"Television died yesterday
Of an antenna wound to the abdomen,"
Said the ghost of the evening news anchor.
Now those sullen screens just flash the messy grey speckles.
The white noise floats through rooms newly liberated
From the stench of body odor seeping out of the couch cushions.
Situations are comical independent of a guild,
And separate from a flat black surface with no tactile interaction.
A one-way feeding tube, or unintelligible trash chute.
Shoot the glass with a shotgun if need be.
The shards are worth more than the plastic impersonators.
Better yet, just don't scold your dog when he chews on the cable.
Before, you thought he was behaving badly,
But as it turns out, he is wiser than the passive watchers,
For a room needs no more wires.
I know that I don't want to trip and land in a laugh track.

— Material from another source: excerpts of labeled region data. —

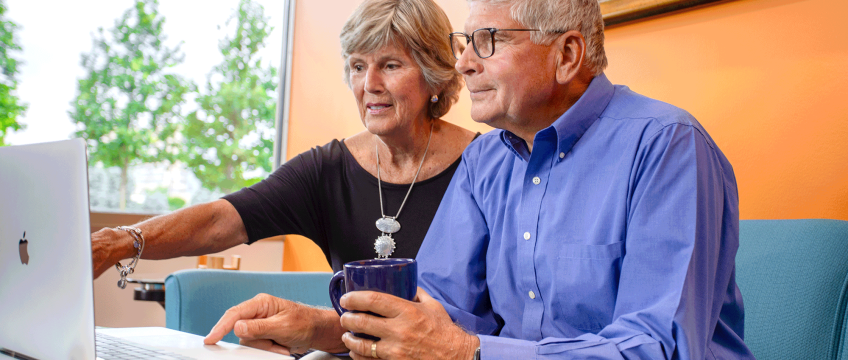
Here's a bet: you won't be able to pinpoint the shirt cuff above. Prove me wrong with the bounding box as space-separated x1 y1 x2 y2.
477 335 536 360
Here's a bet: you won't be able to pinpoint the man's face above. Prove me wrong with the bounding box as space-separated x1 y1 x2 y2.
456 2 556 134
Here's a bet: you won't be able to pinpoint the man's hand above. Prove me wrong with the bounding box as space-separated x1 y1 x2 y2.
203 294 347 355
340 288 480 360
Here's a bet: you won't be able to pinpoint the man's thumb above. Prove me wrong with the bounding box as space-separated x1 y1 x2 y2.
233 319 271 339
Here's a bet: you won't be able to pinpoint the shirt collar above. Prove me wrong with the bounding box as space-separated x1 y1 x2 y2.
501 73 615 160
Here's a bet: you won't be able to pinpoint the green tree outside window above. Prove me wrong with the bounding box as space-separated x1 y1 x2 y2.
0 0 27 146
69 0 195 210
181 0 277 193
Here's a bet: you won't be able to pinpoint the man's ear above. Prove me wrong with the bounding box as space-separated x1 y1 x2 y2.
554 30 586 85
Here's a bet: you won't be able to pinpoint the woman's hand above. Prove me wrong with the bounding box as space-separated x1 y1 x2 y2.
340 287 480 360
91 228 135 279
203 294 347 355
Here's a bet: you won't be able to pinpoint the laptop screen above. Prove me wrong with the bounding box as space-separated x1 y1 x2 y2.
0 139 94 359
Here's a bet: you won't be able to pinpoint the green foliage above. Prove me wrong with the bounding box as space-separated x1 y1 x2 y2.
168 196 185 211
69 0 195 209
182 0 277 193
0 0 27 146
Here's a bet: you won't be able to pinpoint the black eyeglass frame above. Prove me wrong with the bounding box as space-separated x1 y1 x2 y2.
448 28 562 60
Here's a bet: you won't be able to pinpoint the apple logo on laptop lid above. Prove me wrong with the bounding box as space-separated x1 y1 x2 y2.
18 231 29 265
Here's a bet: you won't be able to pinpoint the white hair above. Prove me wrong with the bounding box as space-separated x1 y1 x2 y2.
468 0 607 76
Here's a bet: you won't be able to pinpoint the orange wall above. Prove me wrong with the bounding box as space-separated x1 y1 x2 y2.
283 0 848 270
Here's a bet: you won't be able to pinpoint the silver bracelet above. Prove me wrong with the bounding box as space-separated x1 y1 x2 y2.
115 226 144 289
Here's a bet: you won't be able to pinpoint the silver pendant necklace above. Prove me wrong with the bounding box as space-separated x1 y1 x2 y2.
374 121 435 259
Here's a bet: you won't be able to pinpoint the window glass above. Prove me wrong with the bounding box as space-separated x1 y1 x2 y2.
0 0 285 213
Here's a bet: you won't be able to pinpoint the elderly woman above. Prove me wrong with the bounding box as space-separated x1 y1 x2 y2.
92 0 475 353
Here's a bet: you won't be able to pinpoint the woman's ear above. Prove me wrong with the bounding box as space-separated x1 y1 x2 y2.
554 30 586 85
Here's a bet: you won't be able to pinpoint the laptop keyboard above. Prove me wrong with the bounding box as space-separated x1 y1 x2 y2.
95 332 192 360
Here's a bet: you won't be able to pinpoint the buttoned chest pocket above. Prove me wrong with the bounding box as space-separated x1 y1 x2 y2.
551 241 624 333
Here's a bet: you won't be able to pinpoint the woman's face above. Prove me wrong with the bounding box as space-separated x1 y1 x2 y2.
348 45 432 135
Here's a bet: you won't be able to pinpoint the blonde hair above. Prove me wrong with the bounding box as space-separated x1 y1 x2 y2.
468 0 607 76
339 0 462 119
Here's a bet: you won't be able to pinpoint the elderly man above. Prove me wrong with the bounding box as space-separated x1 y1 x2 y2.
332 0 753 360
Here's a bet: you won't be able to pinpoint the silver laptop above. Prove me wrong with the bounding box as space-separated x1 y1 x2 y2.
0 139 293 360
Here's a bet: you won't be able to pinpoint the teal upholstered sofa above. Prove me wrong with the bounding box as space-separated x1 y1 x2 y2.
736 219 848 360
165 219 848 360
165 270 333 344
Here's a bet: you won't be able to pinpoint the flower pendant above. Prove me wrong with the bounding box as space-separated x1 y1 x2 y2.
374 234 395 259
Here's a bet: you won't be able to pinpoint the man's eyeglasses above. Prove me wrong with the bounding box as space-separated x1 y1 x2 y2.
449 28 560 60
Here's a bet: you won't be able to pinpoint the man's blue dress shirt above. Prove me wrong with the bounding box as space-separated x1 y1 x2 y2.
418 75 753 359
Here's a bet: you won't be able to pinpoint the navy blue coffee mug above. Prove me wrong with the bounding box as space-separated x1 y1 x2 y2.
330 259 418 340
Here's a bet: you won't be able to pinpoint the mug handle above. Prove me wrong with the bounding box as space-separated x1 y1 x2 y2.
330 271 347 316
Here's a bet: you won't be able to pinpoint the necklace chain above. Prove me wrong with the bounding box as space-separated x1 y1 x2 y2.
374 121 435 219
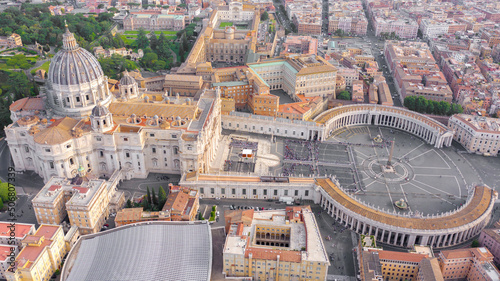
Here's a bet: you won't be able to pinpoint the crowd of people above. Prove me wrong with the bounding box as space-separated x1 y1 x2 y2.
229 138 259 151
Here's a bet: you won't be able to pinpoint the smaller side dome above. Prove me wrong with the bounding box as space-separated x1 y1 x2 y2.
92 101 109 117
120 69 135 86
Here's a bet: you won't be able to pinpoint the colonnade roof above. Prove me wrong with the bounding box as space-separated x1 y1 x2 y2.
314 104 448 133
186 172 314 184
316 179 493 230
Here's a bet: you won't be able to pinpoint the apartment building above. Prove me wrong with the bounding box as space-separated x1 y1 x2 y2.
0 33 23 48
479 228 500 264
32 174 125 234
0 221 35 246
5 224 67 281
115 185 200 226
222 206 330 281
123 14 186 30
417 257 444 281
438 247 500 281
481 28 500 47
372 12 418 39
448 114 500 156
378 251 428 280
280 35 318 56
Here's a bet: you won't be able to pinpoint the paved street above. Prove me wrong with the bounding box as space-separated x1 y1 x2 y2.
200 199 355 280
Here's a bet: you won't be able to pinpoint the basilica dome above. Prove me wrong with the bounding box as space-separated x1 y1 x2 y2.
46 22 112 118
48 34 104 85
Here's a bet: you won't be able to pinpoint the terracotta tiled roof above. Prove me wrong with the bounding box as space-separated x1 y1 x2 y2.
441 249 472 259
9 97 45 111
245 247 301 263
115 207 142 222
33 117 78 145
0 222 31 238
316 179 493 230
297 65 337 76
162 192 189 212
109 102 196 119
378 251 428 263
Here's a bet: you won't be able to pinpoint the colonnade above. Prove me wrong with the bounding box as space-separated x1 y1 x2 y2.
315 104 453 148
319 184 496 248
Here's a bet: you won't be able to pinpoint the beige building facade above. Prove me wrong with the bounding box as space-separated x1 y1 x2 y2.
448 114 500 156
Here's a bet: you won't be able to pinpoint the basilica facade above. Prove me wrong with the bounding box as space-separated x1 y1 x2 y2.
5 25 221 182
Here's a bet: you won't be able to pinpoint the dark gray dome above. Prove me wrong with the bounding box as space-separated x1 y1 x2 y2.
92 103 109 117
48 29 104 86
120 70 135 85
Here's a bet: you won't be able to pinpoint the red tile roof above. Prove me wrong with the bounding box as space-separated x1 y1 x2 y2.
49 185 61 191
0 222 32 238
73 186 89 194
378 251 428 263
9 97 45 111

All those hoooo's and haaaa's taste like horseradish,
Surrounded by crap ads selling death to the defenseless.
And an obese geriatric sits giddily at his desk,
Still under the impression that the cash is on its way,
When it's been diverted to the betterment
Of multimedia content elsewhere.
Could we start-up a spin off of the entire invention?
Except cut every character,
And scorch the sets,
And free the fans.
Wait, we already have that -- it's the Internet.
A web to trap your idols for the spider's meal.
Open the door to studio B, and find A reality that's not lost.
The brain-flower needs sunlight to grow into tie-die spirals.
Glazed-over eyes will now shine and pierce through the muck.
Silicone domes and fake noses can go out the window.